Alors même que plusieurs tranches françaises viennent de passer avec succès leur quatrième visite décennale, le Président de la République a annoncé, lors de son discours de Belfort de février 2022, l’intérêt de prolonger au-delà de 50 ans le fonctionnement des réacteurs « qui peuvent l’être », sous réserve que les conditions de sûreté soient remplies. Aux États Unis, plusieurs réacteurs ont obtenu la licence pour 60 ans et quelques-uns pour 80 ans. L’intérêt de poursuivre l’exploitation des réacteurs dans la longue durée en toute sûreté est la meilleure solution économique.

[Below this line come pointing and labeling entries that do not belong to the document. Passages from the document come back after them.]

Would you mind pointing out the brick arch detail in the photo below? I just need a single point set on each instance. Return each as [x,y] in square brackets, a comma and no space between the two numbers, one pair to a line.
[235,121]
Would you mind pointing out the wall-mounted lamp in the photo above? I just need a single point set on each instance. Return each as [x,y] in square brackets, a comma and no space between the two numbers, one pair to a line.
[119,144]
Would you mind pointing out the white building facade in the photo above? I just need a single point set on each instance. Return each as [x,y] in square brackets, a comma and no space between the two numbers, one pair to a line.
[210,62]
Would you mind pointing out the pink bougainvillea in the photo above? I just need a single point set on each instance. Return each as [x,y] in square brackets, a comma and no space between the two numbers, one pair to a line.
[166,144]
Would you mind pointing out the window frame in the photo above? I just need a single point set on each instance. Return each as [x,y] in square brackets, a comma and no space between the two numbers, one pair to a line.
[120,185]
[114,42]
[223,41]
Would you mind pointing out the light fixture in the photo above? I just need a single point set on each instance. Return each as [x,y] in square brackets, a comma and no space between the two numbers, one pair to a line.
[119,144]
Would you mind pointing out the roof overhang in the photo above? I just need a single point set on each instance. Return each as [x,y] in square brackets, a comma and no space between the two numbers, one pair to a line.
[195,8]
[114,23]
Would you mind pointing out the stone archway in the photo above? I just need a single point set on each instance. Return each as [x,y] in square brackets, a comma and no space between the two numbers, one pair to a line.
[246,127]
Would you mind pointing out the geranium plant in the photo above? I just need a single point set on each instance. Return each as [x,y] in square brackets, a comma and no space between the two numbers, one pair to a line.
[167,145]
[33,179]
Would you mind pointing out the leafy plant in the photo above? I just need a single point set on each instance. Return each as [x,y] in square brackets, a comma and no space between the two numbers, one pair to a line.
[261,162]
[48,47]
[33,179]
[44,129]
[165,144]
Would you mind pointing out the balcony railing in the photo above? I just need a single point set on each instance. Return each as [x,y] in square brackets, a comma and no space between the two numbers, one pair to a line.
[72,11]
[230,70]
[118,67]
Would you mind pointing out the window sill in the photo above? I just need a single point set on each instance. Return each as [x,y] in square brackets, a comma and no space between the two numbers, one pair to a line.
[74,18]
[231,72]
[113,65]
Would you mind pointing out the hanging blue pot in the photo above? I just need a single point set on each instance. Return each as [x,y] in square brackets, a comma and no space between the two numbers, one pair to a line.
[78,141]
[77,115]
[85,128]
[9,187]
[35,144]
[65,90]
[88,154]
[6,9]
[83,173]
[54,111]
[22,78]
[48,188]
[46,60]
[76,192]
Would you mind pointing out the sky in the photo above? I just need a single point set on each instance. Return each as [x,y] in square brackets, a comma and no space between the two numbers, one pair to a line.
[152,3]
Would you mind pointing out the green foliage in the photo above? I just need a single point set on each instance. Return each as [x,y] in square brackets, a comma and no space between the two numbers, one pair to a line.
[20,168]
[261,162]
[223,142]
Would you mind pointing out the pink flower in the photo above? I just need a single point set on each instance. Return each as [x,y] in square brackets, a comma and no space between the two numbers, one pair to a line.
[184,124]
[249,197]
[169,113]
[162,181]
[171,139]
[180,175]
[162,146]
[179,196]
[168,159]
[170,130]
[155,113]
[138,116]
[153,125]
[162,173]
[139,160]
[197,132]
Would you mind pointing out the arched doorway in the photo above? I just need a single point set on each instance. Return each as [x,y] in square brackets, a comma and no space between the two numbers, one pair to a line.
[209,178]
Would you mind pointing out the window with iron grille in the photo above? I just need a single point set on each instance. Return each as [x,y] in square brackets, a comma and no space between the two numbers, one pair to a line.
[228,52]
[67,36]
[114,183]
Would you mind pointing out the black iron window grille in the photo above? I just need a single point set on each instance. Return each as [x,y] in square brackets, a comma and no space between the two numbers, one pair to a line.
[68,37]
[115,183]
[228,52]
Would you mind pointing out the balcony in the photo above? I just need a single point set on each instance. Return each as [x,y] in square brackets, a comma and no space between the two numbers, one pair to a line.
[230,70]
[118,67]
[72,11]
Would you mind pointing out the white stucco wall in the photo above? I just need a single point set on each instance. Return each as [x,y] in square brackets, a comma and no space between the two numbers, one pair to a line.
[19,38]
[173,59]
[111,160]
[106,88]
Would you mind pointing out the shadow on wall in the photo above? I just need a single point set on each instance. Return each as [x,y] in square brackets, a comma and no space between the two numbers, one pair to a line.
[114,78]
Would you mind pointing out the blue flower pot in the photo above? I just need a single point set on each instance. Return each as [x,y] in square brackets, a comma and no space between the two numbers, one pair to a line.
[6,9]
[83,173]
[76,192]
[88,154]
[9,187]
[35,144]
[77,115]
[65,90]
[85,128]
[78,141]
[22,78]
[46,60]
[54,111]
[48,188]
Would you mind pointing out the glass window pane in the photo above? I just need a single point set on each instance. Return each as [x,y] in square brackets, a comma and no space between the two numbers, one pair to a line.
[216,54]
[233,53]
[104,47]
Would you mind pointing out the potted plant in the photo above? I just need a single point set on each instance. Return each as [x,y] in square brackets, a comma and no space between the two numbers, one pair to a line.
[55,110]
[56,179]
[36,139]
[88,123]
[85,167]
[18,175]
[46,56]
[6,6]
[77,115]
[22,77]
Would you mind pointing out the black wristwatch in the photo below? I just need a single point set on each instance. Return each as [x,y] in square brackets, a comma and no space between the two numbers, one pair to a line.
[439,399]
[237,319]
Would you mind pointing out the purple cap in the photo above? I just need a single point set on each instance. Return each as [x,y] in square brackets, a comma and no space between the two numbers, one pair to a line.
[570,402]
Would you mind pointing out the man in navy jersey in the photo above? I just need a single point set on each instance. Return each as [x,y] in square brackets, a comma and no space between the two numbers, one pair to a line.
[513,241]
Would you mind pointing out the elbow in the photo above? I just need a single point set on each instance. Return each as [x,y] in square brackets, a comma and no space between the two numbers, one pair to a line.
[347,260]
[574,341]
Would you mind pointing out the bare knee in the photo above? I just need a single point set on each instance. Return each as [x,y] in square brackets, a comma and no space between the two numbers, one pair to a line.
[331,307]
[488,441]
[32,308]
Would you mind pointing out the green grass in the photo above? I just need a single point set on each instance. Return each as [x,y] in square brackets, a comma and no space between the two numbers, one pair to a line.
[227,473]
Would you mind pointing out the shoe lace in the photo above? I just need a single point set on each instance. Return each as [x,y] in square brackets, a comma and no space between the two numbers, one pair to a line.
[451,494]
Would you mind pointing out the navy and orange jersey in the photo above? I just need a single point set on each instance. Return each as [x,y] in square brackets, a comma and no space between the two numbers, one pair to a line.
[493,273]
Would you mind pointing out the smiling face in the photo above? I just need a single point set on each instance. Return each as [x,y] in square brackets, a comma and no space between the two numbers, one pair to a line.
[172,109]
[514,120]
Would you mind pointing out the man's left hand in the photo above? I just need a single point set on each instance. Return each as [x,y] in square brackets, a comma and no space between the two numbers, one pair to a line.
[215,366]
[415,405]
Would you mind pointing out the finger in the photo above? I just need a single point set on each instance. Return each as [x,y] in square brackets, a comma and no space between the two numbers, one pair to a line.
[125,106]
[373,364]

La construction de réacteurs neufs
Du discours de Belfort, avec l’annonce du lancement de six EPR2 en France, en passant par la volonté britannique de lancer le projet de Sizewell, duplication du projet d’Hinkley Point en cours de réalisation, aux annonces suédoises de mi-octobre, à l’appel d’offres tchèque en cours, de nombreux pays européens manifestent l’intérêt d’inscrire dans le long terme la production d’électricité par des centrales nucléaires, en engageant de nouveaux programmes. Ces réacteurs viennent toujours en complément de grands programmes de développement du renouvelable. Du fait de sa flexibilité, connue depuis longtemps en France, le nucléaire est capable de s’adapter aux évolutions de charge et de la demande non satisfaite par la production renouvelable.

“Toujours en complément de grands programmes de développement du renouvelable.”

Par ailleurs, les analyses des scénarios énergétiques, telles que celles du RTE français d’octobre 2021, montrent qu’il y a un bénéfice économique fort à y inclure une part nucléaire significative. Les coûts d’investissement sont ainsi plus bas. En présence d’énergies renouvelables, le temps de fonctionnement des centrales est moindre ; en revanche il se fait dans des périodes où les coûts sont élevés. Côté réduction des émissions de carbone anthropique, le GIEC a aussi marqué son intérêt de façon explicite, tout en indiquant plusieurs défis à surmonter. C’est bien ces défis que nous proposons d’aborder maintenant.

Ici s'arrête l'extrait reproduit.